Formal-ity and the Church-Turing thesis

Chris Angelico rosuav at gmail.com
Tue Oct 8 17:36:58 EDT 2013


On Wed, Oct 9, 2013 at 12:11 AM, Steven D'Aprano
<steve+comp.lang.python at pearwood.info> wrote:
> On Tue, 08 Oct 2013 18:16:01 +0530, Ravi Sahni wrote:
>
>>> So in that sense, computers are Turing Machines. Anything a physical
>>> computing device can compute, a Turing Machine could too. The converse
>>> is not true though: a Turing Machine with infinite tape can compute
>>> things where a real physical device would run out of memory, although
>>> it might take longer than anyone is willing to wait.
>>
>> Thanks Sir the detailed explanation. You are offering me many thoughts
>> inside few words so I will need some time to meditate upon the same.
>>
>> Presently Sir, I wish to ask single question: What you mean "wave our
>> hands"??
>
> It is an idiom very common in Australia. (It may not be well known in the
> rest of the English-speaking world.) It means to figuratively flap one's
> hands around in the air while skipping over technical details or
> complications.
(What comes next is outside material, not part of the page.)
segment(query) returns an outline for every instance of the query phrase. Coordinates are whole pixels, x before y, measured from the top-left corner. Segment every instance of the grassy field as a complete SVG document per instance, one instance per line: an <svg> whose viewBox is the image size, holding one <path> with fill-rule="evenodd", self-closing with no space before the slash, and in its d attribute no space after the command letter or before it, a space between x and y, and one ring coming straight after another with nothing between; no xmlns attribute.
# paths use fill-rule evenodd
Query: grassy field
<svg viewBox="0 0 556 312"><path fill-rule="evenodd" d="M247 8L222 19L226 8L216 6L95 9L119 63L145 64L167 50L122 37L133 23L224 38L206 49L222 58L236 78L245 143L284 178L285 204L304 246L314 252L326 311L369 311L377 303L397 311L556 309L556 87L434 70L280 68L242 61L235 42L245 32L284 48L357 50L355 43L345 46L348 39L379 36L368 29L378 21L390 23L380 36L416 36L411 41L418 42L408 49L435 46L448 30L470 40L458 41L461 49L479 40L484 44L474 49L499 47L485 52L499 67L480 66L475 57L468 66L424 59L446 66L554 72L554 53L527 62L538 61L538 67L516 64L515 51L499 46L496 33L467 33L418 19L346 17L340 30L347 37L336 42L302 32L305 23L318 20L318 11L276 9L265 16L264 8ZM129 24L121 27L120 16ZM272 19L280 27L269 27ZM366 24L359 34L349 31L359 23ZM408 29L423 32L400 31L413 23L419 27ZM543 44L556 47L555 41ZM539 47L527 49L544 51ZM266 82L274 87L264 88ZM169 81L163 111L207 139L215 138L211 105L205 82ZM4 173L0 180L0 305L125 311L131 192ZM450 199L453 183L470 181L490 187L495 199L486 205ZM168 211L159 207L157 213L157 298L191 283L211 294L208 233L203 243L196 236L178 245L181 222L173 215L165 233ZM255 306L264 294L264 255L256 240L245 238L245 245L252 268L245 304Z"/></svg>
For example, we often talk about "hand-wavy estimates" for
> how long a job will take: "my hand-wavy estimate is it will take two
> days" is little better than a guess.

A derivative of the term has gone mainstream, too:

http://tvtropes.org/pmwiki/pmwiki.php/Main/HandWave

The term is commonly used when moving to a higher level of abstraction
- we all know a computer doesn't have a soul, can't "feel", and is
ultimately just executing code and crunching numbers, but we handwave
that (eg) the computer "thought" that this program was a risk, and
that's why it quarantined it. When you're trying to explain to some
user that he can't email .EXE files around, it's easier to take the
slightly-inaccurate but simple explanation, hence the handwaves.